TBILISI, December 10 (RIA Novosti) - Georgia will not trade away future membership of NATO in order to secure improved relations with Russia, Zviad Dzidziguri, a representative of the Georgian Dream coalition which won the country's parliamentary elections in October, said on Monday.

Dzidziguri's remarks came after Russian Foreign Minister Sergei Lavrov said on Sunday that a meeting would take place between Georgian and Russian representatives in the near future.

The Georgian Prime Minister's special representative for normalization of relations with Russia, Zurab Abashidze, said on Monday he would meet Russia's Deputy Foreign Minister Grigory Karasin later this week as part of the ongoing Geneva discussions on resolution of the situation in the Caucasus

"The Georgian diplomatic team has enough sense to see that normalization of relations with Russia does not occur at the expense of integration with NATO," Dzidziguri said in a statement on Maestro television.

The Georgian Dream leader Bidzina Ivanishvili became Prime Minister after his party won the October elections. He immediately reaffirmed that his country would maintain its former aspiration to join NATO, as well as improving relations with Russia.

Georgia has had a thorny relationship with Moscow since Georgia left the USSR in 1990, with Russia supporting separatists in Georgia's breakaway provinces of Abkhazia and South Ossetia, which declared independence and were recognized as such by Russia in 2008. Russia has repeatedly said it will not accept Georgian membership of NATO.
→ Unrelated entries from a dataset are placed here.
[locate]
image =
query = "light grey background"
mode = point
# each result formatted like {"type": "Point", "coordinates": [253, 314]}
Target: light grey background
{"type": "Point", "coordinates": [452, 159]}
Meanwhile, the head of Russia's consumer watchdog Rospotrebnadzor said on Monday it was ready to start talks with Georgian business on resolving the question of allowing Georgian wine and mineral water to be sold in Russia again, following a visit to Georgia by Russian specialists.

"[Georgian businessmen] have sent us letters and we'll see if we can work with them and find working contacts. After that we'll see when they will visit us, when we can go to see them," Rospotrebnadzor head Gennady Onishchenko said.

Foreign Minister Sergei Lavrov said on Sunday Russia was prepared to look at the issue of allowing Georgian food imports to Russia to be resumed.

Rospotrebnadzor banned import of Georgian wine and mineral water in spring 2006 following a dip in Russian-Georgian relations. The ostensible reason for the move was doubt over the safety of such products. Russia was previously a major market for Georgian wine, one of the country's main agricultural products.